At a glance
ClinicalIndex Comparison RecordStandardized by ClinicalIndex from the ClinicalTrials.gov record · verify against the source.
Comparison of Different TRansesophageal Echocardiography Guided thrOmbolytic Regimens for prosthetIc vAlve Thrombosis
In Brief
A clinical study evaluating Streptokinase, Tissue plasminogen activator, and 1 other intervention for Prosthetic Valve Thrombosis. Completed, enrolled 182 participants across 1 site.
Detailed Summary
Despite high mortality and morbidity, the best treatment strategies for prosthetic valve thrombosis (PVT) have been controversial. In this study the investigators wanted to identify the most effective and safe regimen among different thrombolytic strategies.Transesophageal echocardiography (TEE) guided thrombolytic treatment was administered to 182 consecutive patients with PVT in 220 different episodes (156 women, mean age 43.2±13.06 years) between 1993 and 2009. These regimens included rapid streptokinase (Group I, 16 episodes), slow streptokinase (Group II, 41 episodes), high dose (100 mg) tissue plasminogen activator (t-PA) (Group III, 12 episodes), half-dose (50 mg) slow infusion (6-hours) of t-PA without bolus (Group IV, 27 episodes), and low dose (25 mg) and slow infusion (6-hours) of t-PA without bolus (Group V, 124 episodes). The study endpoints were thrombolytic success and in-hospital mortality and non-fatal complication rates.
Study Details
Timeline
Interventions
3-hour infusion of 1.5 million units of streptokinase (16 patients, 16 episodes), repeat once 24 hours later if needed (maximum total dose 3 million units)
24-hour infusion of 1.5 million units of streptokinase (41 patients, 41 episodes), repeat once 24 hours later if needed (maximum total dose 3 million units).
5-hour infusion of 90 mg t-PA (Tissue plasminogen activator) after 10 mg bolus (10 patients, 12 episodes), repeat once 24 hours later if needed (maximum total dose 200 mg)

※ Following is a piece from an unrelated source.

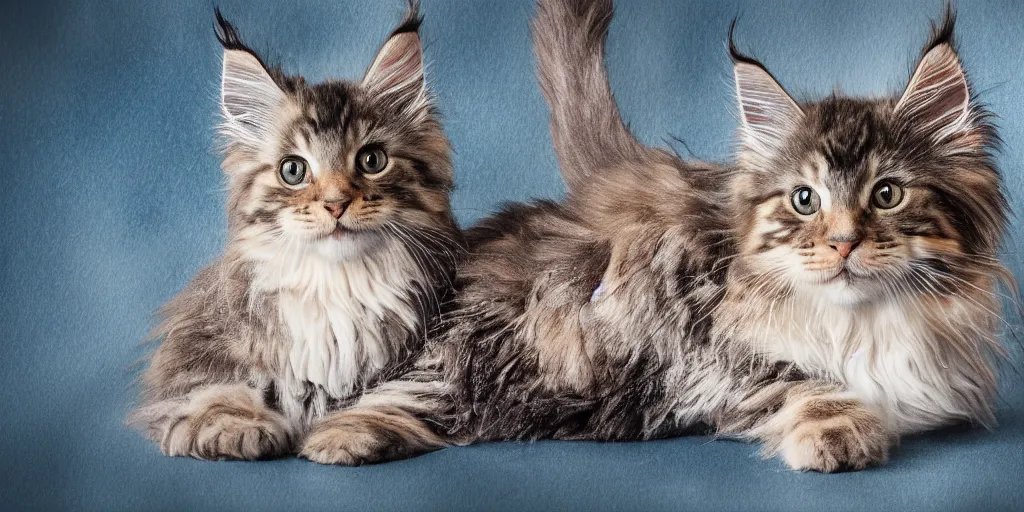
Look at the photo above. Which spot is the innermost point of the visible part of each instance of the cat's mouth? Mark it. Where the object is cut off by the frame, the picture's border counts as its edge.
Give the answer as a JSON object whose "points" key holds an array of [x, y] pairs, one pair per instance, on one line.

6-hour infusion of 50 mg t-PA (Tissue plasminogen activator) without bolus (27 patients, 27 episodes), repeat once 24 hours later up to 3 times if needed (maximum total dose 150 mg).
6-hour infusion of 25 mg t-PA (Tissue plasminogen activator) without bolus (108 patients, 124 episodes), repeat once 24 hours later up to 6 times if needed (maximum total dose 150 mg).